Model Answer:* Masking is the operation of setting relevance scores of subsequent tokens to negative infinity before computing Softmax. Its purpose is to ensure that earlier tokens are not influenced by later tokens during training and inference.

Why has the Transformer architecture been so successful in the past decade?

Model Answer:* The key is its exceptional suitability for parallel computation, enabling full utilization of GPUs to complete massive calculations in a short time, thereby supporting enormous increases in model scale.

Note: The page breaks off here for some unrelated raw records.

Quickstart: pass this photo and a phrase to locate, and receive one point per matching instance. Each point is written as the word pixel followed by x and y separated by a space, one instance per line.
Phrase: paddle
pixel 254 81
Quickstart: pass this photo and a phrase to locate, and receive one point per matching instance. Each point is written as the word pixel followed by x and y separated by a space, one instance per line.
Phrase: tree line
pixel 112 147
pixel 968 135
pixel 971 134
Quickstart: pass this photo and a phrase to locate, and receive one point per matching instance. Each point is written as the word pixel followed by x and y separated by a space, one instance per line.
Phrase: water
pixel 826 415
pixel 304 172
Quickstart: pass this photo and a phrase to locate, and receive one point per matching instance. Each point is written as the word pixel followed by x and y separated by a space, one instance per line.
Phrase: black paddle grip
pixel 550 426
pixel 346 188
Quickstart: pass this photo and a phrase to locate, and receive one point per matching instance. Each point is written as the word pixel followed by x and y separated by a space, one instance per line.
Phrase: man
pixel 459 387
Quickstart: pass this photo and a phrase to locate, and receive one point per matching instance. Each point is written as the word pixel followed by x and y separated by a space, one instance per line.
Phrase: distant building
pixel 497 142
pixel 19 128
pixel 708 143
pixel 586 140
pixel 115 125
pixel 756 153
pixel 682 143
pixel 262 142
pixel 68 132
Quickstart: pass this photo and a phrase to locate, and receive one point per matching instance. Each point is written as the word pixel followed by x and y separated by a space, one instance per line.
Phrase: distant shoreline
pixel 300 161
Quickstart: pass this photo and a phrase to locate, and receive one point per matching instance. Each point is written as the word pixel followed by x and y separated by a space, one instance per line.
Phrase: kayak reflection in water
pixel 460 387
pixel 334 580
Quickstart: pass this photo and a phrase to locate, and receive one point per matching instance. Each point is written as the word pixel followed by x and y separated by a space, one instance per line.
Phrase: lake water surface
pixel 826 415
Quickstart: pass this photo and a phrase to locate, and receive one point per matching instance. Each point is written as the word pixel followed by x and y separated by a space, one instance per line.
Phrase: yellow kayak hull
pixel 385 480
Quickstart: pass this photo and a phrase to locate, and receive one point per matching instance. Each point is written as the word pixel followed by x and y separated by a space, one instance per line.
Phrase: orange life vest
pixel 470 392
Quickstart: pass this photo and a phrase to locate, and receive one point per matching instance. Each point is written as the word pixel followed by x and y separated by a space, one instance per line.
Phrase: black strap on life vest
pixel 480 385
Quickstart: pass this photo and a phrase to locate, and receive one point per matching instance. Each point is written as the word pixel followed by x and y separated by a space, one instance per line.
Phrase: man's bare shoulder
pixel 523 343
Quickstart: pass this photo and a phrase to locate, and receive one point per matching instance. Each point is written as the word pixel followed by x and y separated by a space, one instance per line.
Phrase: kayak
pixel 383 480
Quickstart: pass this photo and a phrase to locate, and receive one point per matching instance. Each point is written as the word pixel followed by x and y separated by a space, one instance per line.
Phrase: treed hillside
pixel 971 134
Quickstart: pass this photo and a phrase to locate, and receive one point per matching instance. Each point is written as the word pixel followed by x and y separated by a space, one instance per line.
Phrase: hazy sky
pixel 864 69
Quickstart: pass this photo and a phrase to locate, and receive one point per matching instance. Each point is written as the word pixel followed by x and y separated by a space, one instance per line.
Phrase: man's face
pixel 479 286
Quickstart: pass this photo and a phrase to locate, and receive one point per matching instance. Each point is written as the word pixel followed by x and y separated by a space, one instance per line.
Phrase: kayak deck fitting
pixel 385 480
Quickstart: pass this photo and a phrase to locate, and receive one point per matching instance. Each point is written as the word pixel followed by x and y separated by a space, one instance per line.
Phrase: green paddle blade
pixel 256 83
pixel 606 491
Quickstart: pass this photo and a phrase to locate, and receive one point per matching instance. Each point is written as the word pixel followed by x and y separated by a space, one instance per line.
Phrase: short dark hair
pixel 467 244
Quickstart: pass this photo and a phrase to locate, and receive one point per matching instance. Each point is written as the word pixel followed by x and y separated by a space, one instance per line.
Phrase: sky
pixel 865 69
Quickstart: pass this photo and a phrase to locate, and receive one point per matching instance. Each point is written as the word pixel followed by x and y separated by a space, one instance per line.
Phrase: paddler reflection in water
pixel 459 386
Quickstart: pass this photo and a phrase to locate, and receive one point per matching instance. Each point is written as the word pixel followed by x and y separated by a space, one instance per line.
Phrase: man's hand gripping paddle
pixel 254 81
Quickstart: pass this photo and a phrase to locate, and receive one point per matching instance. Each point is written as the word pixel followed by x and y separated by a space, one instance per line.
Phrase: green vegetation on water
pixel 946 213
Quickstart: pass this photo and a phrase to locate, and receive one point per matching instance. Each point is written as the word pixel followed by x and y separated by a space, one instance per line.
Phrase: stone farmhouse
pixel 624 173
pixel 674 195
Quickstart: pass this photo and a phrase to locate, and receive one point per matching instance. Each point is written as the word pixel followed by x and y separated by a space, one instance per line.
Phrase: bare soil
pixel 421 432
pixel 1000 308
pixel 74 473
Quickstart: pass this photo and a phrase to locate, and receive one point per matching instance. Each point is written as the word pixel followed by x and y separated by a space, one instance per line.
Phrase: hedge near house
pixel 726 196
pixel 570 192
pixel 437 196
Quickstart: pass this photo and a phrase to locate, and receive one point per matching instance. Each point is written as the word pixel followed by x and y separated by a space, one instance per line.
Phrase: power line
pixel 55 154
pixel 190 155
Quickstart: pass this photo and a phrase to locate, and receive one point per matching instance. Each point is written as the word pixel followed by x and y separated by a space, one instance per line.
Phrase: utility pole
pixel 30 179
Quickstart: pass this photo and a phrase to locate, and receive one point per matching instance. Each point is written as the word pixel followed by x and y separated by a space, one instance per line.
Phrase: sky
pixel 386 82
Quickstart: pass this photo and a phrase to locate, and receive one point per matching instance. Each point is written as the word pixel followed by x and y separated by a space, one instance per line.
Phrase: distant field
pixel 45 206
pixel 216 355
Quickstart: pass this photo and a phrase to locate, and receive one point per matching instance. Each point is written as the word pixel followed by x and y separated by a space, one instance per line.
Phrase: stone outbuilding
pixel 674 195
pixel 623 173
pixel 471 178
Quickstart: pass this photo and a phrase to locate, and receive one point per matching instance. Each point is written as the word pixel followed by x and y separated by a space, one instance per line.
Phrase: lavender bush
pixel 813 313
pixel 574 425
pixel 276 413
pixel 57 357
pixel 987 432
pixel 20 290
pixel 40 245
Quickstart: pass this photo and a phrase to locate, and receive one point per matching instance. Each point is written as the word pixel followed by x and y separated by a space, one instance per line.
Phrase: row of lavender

V. In-Depth Essay Questions

Discuss the concept of "semantic directions" in embedding space, and illustrate with examples how the model handles word sense disambiguation (e.g., different meanings of "mole").
Explain in detail the collaborative logic among Query (Q), Key (K), and Value (V). In the context of multi-head attention, how does this mechanism enhance the model's ability to understand complex literary works (such as Harry Potter)?
Analyze the limitations imposed by context size on model performance. Why is expanding the context window computationally challenging? (Hint: consider the growth rate of the attention pattern grid.)

VI. Glossary

Term	Definition
Token	The smallest unit of text processed by the model; can be a word, subword, or character.
Logits	The raw, unnormalized scores output by the network before entering Softmax.
Attention Pattern	A grid representing the sum of relevance weights from each token to every other token in the sequence.
Residual Connection	The process of adding the delta (\Delta E) output by the attention block back to the original input vector.
MLP (Multi-Layer Perceptron)	A module located after the attention layer that independently computes and refines each vector in parallel.
Softmax	A mathematical function that converts a vector into a probability distribution, with elements between 0 and 1 that sum to 1.
Unembedding Matrix	The weight matrix that maps high-dimensional semantic vectors back to a probability distribution over the vocabulary.
Temperature	A tuning parameter that controls the concentration of the model's output probability distribution.